Govt mulls giving reins to Sebon
KATHMANDU, SEP 09 -
Amid growing concerns about the business modality of commodities exchanges, the Finance Ministry is planning to give the regulatory authority to Securities Board of Nepal (Sebon) to govern the commodities market based on some sections of the existing Securities Act.
However, experts have pointed out that such an attempt would only legitimise the commodities business , but would not eliminate anomalies.
The ministry was earlier planning to bring a separate act or amend the existing Securities Act to regulate the exchanges. “But the absence of a parliament has forced us to bring the regulation based on some sections of the existing Securities Act,” said a senior ministry official.
The ministry has already written to Sebon, asking the latter to make necessary arrangements to regulate the commodities market without going against the spirit of the Securities Act. Sebon officials acknowledged the receipt of the letter. “We are now discussing how the Act could be used to regulate the commodities market, as it does not have any such provision at present,” said Sebon Director Niraj Giri.
However, Sebon officials admit it is virtually impossible to regulate commodities exchanges only based on the existing Securities Act. “Government is citing the absence of parliament for its inability to bring a separate act,” said a Sebon official.
Former Sebon Chairman Surbir Poudyal also said if the government doesn’t bring a separate act or amend the existing one, the regulation will be ineffective. “It will only legitimatise the existing anomalies,” said Poudyal. “How can Sebon, which even struggles to regulate the stock market, take the additional responsibility?”
Poudel added that fines, action and punishment, if not mentioned in the Act, cannot be imposed. “This will further elevate anomalies,” he said.
With more investors complaining about being duped by the exchanges, it high time that the government bring a separate, strong act to govern the commodities market. As there are half dozen exchanges in the country and around a dozen more are in pipeline, stakeholders are pressing for ending the regulatory void.
Experts are of the view that the regulation will further confuse investors. “Once the regulation comes, exchanges can again lure innocent investors,” said Poudyal. “Thinking that there is a regulation, they (investors) will again come and invest, only to lose more.”

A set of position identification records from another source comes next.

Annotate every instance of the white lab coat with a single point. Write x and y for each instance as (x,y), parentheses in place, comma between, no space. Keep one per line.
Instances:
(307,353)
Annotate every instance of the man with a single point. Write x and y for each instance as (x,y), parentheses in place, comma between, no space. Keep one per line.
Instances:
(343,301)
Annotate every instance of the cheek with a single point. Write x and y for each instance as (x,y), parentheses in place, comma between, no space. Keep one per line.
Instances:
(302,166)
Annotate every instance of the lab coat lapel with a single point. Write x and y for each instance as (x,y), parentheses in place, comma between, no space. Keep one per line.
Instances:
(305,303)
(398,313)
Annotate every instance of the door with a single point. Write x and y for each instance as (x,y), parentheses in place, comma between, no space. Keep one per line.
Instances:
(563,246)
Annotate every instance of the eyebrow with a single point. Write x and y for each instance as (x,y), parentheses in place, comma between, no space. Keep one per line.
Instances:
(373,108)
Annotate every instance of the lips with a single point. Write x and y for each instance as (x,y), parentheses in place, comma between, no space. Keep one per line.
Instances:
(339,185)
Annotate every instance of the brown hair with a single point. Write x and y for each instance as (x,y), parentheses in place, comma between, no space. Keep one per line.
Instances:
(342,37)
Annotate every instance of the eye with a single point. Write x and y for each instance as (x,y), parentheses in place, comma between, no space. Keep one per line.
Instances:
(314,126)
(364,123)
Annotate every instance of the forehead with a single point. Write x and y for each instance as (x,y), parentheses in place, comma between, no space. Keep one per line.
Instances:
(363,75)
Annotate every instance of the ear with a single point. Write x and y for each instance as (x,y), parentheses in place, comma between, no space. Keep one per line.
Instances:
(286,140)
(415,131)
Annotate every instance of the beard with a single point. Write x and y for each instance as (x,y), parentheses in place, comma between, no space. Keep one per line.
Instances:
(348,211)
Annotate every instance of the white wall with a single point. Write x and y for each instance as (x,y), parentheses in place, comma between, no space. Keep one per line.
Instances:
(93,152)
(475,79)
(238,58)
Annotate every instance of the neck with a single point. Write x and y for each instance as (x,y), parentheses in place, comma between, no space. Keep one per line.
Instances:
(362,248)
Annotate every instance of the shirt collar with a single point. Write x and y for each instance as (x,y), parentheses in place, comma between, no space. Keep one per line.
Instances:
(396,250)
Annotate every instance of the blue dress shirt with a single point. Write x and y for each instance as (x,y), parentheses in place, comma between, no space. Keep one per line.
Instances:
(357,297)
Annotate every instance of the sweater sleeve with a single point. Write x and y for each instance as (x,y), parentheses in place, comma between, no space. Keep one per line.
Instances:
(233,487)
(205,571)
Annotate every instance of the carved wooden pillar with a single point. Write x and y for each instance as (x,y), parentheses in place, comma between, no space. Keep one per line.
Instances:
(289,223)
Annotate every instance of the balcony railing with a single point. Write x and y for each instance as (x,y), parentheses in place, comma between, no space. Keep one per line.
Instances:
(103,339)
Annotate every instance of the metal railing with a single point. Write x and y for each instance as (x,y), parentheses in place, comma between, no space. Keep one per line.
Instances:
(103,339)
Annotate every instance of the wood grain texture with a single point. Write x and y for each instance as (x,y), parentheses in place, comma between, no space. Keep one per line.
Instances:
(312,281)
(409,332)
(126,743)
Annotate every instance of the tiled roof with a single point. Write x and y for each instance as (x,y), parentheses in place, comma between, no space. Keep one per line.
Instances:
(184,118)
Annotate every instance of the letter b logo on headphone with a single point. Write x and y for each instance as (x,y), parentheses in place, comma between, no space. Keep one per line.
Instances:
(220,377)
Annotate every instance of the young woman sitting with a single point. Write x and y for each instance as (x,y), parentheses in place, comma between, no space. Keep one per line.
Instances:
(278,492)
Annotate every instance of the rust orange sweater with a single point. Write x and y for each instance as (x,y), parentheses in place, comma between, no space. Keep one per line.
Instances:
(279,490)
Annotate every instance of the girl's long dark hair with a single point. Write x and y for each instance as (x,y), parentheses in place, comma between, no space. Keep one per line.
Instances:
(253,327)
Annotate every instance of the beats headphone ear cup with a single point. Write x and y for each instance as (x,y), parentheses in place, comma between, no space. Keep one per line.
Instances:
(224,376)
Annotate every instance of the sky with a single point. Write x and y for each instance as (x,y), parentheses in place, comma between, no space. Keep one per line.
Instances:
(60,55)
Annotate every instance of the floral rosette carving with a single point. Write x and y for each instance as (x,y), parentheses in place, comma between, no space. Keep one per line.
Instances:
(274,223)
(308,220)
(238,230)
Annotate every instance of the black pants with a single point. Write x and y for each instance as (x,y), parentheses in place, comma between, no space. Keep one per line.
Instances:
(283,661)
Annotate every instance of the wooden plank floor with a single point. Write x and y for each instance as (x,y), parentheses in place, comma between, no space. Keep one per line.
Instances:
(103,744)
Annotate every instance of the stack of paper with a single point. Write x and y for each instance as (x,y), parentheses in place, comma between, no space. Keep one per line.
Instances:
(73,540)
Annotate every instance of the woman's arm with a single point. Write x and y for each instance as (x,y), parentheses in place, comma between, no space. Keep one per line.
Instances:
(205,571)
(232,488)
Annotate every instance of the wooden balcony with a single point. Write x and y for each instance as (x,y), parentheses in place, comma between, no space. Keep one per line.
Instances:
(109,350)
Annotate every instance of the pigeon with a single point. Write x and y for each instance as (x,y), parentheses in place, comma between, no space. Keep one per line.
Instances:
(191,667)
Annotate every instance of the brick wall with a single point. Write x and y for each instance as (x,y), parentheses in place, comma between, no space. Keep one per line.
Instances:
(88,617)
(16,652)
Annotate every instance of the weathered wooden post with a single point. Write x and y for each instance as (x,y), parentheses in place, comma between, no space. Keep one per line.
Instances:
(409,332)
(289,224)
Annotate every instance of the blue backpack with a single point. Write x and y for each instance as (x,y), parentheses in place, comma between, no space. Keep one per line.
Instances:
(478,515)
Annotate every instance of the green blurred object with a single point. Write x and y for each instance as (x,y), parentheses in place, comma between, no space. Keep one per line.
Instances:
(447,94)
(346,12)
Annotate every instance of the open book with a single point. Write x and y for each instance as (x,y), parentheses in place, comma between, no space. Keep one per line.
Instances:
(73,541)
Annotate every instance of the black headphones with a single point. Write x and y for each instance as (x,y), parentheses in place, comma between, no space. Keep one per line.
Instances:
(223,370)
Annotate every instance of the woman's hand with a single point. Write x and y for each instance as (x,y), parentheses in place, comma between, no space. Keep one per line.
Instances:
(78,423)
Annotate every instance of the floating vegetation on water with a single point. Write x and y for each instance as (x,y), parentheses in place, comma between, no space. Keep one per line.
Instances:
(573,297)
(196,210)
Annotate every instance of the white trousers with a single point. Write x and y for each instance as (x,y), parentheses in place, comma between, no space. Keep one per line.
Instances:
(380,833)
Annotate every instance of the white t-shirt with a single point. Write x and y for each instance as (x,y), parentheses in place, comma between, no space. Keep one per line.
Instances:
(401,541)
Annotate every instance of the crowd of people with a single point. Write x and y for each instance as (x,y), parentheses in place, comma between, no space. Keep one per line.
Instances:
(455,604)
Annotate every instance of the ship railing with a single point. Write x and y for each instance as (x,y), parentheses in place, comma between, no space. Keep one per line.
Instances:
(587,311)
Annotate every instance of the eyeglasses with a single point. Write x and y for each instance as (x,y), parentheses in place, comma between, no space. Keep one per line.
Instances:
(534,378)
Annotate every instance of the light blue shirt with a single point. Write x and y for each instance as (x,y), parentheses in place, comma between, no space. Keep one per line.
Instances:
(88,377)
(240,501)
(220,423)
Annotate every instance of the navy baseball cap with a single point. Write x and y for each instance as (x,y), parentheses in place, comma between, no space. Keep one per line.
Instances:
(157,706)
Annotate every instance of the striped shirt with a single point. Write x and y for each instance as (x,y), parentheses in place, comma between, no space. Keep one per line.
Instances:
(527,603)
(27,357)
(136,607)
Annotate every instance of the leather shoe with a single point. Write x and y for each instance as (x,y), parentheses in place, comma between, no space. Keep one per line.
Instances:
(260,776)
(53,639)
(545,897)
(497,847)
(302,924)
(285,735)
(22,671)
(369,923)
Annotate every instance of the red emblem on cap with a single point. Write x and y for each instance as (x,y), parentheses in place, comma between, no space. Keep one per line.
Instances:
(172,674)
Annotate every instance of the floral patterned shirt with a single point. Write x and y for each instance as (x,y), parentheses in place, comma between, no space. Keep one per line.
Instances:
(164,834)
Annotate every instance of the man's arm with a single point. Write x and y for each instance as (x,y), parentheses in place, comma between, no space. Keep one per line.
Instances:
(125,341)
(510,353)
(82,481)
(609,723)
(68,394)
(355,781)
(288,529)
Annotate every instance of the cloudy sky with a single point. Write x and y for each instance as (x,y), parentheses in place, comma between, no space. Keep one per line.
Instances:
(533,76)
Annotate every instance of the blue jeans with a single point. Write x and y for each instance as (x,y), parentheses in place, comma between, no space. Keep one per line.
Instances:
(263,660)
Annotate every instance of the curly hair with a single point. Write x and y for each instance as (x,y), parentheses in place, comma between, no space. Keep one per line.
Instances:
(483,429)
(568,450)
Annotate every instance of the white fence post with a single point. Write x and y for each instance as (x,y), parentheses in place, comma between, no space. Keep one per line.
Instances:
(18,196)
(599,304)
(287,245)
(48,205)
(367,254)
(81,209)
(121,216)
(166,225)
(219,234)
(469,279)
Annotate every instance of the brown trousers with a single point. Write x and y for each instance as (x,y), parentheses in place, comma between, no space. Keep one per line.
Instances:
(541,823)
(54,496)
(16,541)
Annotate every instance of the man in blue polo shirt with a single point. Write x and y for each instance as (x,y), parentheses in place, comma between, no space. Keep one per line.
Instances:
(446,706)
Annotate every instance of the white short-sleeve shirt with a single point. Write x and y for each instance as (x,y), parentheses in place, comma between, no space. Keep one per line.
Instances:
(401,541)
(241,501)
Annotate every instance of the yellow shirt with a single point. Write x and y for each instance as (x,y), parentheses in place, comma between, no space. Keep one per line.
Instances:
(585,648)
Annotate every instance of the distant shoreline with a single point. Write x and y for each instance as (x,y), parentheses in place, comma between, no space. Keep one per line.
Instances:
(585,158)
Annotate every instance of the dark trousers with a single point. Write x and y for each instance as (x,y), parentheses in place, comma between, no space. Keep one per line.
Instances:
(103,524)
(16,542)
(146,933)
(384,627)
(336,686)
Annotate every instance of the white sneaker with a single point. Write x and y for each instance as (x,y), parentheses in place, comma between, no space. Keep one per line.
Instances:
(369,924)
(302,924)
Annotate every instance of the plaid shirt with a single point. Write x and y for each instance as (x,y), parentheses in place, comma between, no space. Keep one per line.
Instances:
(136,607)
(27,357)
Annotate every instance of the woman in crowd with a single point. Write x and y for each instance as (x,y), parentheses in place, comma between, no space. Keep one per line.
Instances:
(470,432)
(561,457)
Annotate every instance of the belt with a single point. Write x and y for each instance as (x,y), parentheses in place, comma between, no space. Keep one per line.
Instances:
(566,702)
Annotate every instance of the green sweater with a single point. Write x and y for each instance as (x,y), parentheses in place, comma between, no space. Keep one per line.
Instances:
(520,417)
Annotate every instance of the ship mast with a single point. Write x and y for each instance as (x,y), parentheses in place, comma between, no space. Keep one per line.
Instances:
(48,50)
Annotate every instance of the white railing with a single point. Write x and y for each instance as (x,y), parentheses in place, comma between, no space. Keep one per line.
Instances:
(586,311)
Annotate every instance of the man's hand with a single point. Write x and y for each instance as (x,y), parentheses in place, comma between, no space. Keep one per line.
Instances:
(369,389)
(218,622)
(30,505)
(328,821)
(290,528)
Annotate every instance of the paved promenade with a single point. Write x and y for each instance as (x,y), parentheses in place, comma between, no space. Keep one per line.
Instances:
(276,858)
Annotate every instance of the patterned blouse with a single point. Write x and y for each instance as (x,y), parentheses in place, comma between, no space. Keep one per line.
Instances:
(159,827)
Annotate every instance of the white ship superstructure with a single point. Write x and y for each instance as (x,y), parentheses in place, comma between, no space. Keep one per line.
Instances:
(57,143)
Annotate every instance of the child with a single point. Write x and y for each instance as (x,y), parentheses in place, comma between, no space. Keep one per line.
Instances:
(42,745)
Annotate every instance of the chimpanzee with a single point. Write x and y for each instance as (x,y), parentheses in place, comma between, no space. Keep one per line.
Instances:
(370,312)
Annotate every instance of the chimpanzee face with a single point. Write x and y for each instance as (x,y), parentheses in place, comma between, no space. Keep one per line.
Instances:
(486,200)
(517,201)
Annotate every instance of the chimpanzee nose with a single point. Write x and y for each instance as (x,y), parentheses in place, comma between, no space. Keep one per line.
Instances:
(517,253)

The capacity building of Sebon is another task to be done. “The existing organisational structure of Sebon and its human resources are not enough to regulate commodities exchanges,” said Poudyal.
“Either Sebon should be upgraded giving the supreme authority or the Nepal Rastra Bank (NRB) should be given the authority to regulate the exchanges as it is the most efficient regulatory institution at present. Otherwise, the government should set up a separate institution.”
Ministry sources did not rule out the possibility of amending the Securities Act or prepare a new one and pass it through ordinance. “The ministry is reviewing the case very seriously and we will come up a concrete decision within a couple of days,” said the source. “If found necessary, we will think about a separate act or amending the existing one.”
The exchanges, which trade in commodities like gold, silver and crude oil, among others, do not deliver goods and their entire business model is limited to mere speculation. The government is also unaware about the exchanges’ operational details such as statistics and software they are using. Although, a majority of them operate within the country, one has placed its server in Honk Kong. The government cannot extract data from servers outside the country.